The following year, in 1986, the company manufactured a highly maneuverable dolly-mounted unit. This 5-hp unit could drill up to 2-in. diameter bore holes and enter backyards through gates as narrow as 32 in.

As Taylor said, controlling the drill string is the important thing.

“It’s a big issue,” he affirmed. “There’s a lot of stuff already there — you need information about what’s down there. You have to know exactly where the drill head is. Very precise information is required — good electronics is the key.”

Chau said that winning the No-Dig ’86 award from the International Society for Trenchless Technology in 1987 “made all those long hours and sacrifices worth it.” The award honored the most notable advancement or achievement in trenchless technology worldwide.

In order to differentiate itself from copycat companies, FlowMole decided to provide the GuideDrill as a service in 1987, said Richard Brinton, vice president of business development in 1987. Four years later, the company renamed itself UTILX, reflecting its role as a “single-source solution for utility replacement.”

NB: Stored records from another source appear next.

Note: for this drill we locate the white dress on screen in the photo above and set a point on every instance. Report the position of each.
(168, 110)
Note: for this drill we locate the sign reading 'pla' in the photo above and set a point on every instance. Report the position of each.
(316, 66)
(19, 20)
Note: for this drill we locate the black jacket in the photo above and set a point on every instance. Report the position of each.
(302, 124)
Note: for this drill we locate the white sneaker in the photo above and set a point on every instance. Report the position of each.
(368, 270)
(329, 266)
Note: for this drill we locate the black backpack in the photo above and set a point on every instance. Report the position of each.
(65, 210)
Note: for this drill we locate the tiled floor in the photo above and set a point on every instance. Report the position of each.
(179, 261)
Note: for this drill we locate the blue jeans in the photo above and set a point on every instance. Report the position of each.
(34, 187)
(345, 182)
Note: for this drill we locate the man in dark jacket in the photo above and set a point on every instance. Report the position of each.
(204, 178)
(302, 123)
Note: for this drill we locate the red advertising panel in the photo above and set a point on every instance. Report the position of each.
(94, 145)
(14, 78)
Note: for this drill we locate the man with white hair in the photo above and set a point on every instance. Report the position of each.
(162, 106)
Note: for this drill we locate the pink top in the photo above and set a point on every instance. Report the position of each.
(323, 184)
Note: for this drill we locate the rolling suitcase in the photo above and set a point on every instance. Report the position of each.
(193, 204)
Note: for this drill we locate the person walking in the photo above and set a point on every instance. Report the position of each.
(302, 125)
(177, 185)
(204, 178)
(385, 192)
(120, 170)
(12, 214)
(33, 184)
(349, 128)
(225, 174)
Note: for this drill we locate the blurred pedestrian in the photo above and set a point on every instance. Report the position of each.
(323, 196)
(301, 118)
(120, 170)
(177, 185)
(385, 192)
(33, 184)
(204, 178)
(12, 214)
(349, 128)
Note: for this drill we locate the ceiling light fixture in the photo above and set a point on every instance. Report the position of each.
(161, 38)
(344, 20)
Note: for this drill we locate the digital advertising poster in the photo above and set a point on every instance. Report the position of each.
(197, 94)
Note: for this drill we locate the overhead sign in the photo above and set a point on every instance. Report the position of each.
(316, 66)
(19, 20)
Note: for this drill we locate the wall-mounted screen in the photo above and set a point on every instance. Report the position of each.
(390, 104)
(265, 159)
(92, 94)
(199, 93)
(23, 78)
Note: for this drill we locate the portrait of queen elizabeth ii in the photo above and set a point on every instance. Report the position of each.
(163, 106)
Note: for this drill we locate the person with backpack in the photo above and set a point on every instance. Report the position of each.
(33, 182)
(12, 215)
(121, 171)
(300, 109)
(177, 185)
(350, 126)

Demand for larger diameter guided bores for installation of pressure sewer, water lines and multiple conduits led to the development of drills with more capacity. “The Series F drill — with 33,000 lbs. of pullback force — combined with our highly experienced field crews, gives us a tremendous competitive advantage in the marketplace,” said Chau, vice president of research and engineering. “Anyone today can bore a straight tunnel through good soil, but if you can’t steer with a high degree of precision, it’s easy to damage underground cables or pipe. A damaged fiber optic line alone could cost in the hundreds of thousands of dollars to fix, and most utilities aren’t willing to risk extraordinary repair costs or disruption to their customers.” UTILX’s drilling units can bore to depths of 50 ft., steer around buried obstacles with a high degree of accuracy and exit exactly at the entrance to a vault or transformer.

UTILX has become one of the largest providers of guided boring services in the world. Now the company turns its attention to repositioning itself from a technology-driven company to a market-driven, customer-service oriented company.

In order to better respond to its customers, UTILX is adding locations. The company has operations in New Jersey, Virginia, Atlanta, Chicago and Denver, plus a number of smaller centers for service.

Another way in which the company has expanded its services to meet customer needs is the development of a method of cable restoration called CableCure. The process uses a silicone-based restoration fluid that is injected into underground electrical or telephone cables. The fluid purges all water from the cable, penetrates and eliminates water trees, and prevents future water intrusion. Developed in 1987, CableCure has restored 3 million ft. of underground electrical and telephone cable in North America and Europe.

Underground distribution has become the standard method of residential utility service across the country for 20 years. As the underground systems become older, they become more susceptible to outages through cable faults and deterioration. Replacing large expanses of buried cable can be extremely costly for utility companies.